Jazz fanatics who love hard-bopping trumpet have been counting the days until Oct. 21, when Terence Blanchard unpacks his horn at the Wisconsin Union Theater in an Isthmus Jazz Series event. But you don't have to be a jazz fiend to be entranced by Blanchard's compositions. Fact is, you're sure to have already experienced his urgent sound. It can be heard in over 50 feature films, including Spike Lee's Malcolm X.
More recently Blanchard, a New Orleans native, transformed the death and destruction of Hurricane Katrina into artistic expressions as important as any historical document. In 2006 he scored Lee's four-hour HBO documentary When the Levees Broke. In 2007 he won his third of five Grammy Awards for A Tale of God's Will: A Requiem for Katrina.
Blanchard is a restless soul. His career is like a jazz chart, filled with unseen turns, twists and handoffs. He recently made his Broadway debut in Scott Rudin's production of Motherf**ker with the Hat, starring Chris Rock. Even as he tours, he's writing the score for the forthcoming Broadway revival of A Streetcar Named Desire. Opera St. Louis commissioned him to write an original opera based on the life of boxing legend Emile Griffith. It will premiere next year.
All that would be plenty. But Blanchard also has a passion for teaching. He relocated the Thelonious Monk Institute of Jazz from Los Angeles to New Orleans, where he teaches arranging, composition and artistic development. He's artistic director of the Henry Mancini Institute at the University of Miami School of Music. He's also the artistic director of the Detroit Symphony Orchestra.
The 49-year-old began playing piano at age 8. Blanchard's father, a New Orleans insurance salesman who loved opera, grew tired of his young keyboardist pounding out TV theme songs like Batman. He ordered him to take lessons and join the school band, where Blanchard picked up his first trumpet. Though he joined the marching band, he grew weary with the music program at his Catholic school.
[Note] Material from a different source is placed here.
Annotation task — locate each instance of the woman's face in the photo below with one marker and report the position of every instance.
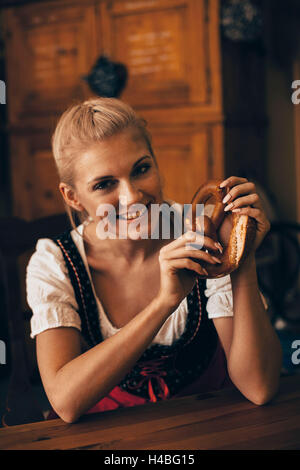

By high school, he was studying under Ellis Marsalis at the New Orleans Center for Creative Arts.
Touring with his current quintet appears to have reawakened Blanchard's love of making live music. He's deep into Afro-fusion now. An intense performer, Blanchard was, as one reviewer put it, "ubiquitous" at last month's Monterey Jazz Festival. Expect the same generous, dazzling attack in Madison, where he's sure to take his ensemble - and his audience - back to school.